On the surface, no. 29 of Gaudium et spes might look like a precursor of Cardinal Bernardin’s “seamless garment” ethic. Closer inspection shows, however, critical differences.

While recognizing a variety of offenses against life, the person and human dignity, the Council does not conflate them. The offenses that leave you dead, i.e., incapable of enjoying any other rights, are clearly grouped first: as bad as “disgraceful working conditions” might be, being dead is worse. The dignity of the murdered cannot be further violated by “subhuman living conditions,” because they are not living. Arbitrary imprisonment is bad, but genocide is worse. Perhaps the closest nexus here is that the organs and cadavers of the aborted are in fact sold by some of America’s leading abortionists.

In a perfect world, there would be no “supreme dishonor to the Creator.” That perfect world will not exist until the Second Coming. Before that Last Day, there will be “subhuman … conditions,” but Gaudium et spes certainly provides no warrant to conflate them with offenses against life itself.

The second reference to abortion in Gaudium et spes makes the preeminence of the gravity of offenses against young and innocent life crystal clear. In no. 51, the Council teaches unequivocally that “from the moment of its conception life must be guarded with the greatest care while abortion and infanticide are unspeakable crimes.” And that teaching stands on its own, not surrounded by any other qualifications about socio-economic conditions or even torture or mutilation. The killing of human life before or just after birth is labeled clearly: “unspeakable crimes.” 

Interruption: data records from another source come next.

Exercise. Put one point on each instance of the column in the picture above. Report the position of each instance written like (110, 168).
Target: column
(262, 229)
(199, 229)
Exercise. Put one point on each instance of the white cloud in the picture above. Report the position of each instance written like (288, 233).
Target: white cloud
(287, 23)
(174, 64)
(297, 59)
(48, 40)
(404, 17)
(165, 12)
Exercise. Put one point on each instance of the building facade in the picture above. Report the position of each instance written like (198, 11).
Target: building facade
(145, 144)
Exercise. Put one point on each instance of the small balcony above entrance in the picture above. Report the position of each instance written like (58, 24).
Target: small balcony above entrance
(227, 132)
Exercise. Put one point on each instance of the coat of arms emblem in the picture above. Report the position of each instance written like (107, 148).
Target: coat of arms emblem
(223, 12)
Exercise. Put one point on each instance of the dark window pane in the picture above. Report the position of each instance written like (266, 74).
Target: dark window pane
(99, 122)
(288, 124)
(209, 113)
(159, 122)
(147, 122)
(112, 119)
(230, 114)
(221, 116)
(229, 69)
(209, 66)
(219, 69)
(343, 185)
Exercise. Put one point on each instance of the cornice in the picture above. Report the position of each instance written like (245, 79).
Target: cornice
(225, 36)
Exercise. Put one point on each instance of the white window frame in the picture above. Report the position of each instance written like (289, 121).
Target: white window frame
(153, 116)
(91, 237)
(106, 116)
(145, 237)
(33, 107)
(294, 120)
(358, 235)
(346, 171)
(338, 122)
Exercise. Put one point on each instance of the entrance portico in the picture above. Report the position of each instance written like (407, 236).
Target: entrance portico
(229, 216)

 “Unspeakable crimes.” Not a right. Not, as Nancy Pelosi claims, “sacred ground.” Not a “crime I personally oppose but don’t believe should have a public stigma.” “Unspeakable crimes.”

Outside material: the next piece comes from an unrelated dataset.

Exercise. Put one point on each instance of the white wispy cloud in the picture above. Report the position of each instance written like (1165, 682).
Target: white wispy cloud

Another thing that Vatican II made its own, and which all the popes since have emphasized, is reading the “signs of the times.” Vatican II read those signs, addressing abortion in 1965 as the liberalization effort was gaining ground in North America and abortion was already legal in much of the Communist world, Japan and Denmark. 

If the Catholic bishops of the United States are also reading the signs of the times, they can hardly escape the reality of more than 60 million abortions since 1973. They cannot evade the fact that powerful social forces no longer consider abortion a “necessary evil” but a positive good. They cannot ignore that instead of making abortion “safe, legal and rare,” some are calling for Americans to “shout their abortions” and pushing for taxpayers to pay for them. Those evils — those “unspeakable crimes” — are immediate and have immediate consequences … every 37 seconds, 24 hours per day, 7 days per week, 366 days per year.

A Catholic who claims to be a “Vatican II Catholic” cannot ignore the explicit teaching of an ecumenical council directed to “the whole human family.” He cannot pretend that this is just “one issue among many” or that the clear magisterium of the Church says otherwise. 

The 2020 elections will determine not just the presidency but control of Congress and state legislatures. The administration elected in 2020 will mark the 50th anniversary of Roe v. Wade in 2023. Will it be marked as a civil rights tragedy that read a whole class of human beings out of the Constitution … or a triumph?

The defense of life is clearly the “preeminent issue” for Vatican II. Is it for Catholic voters?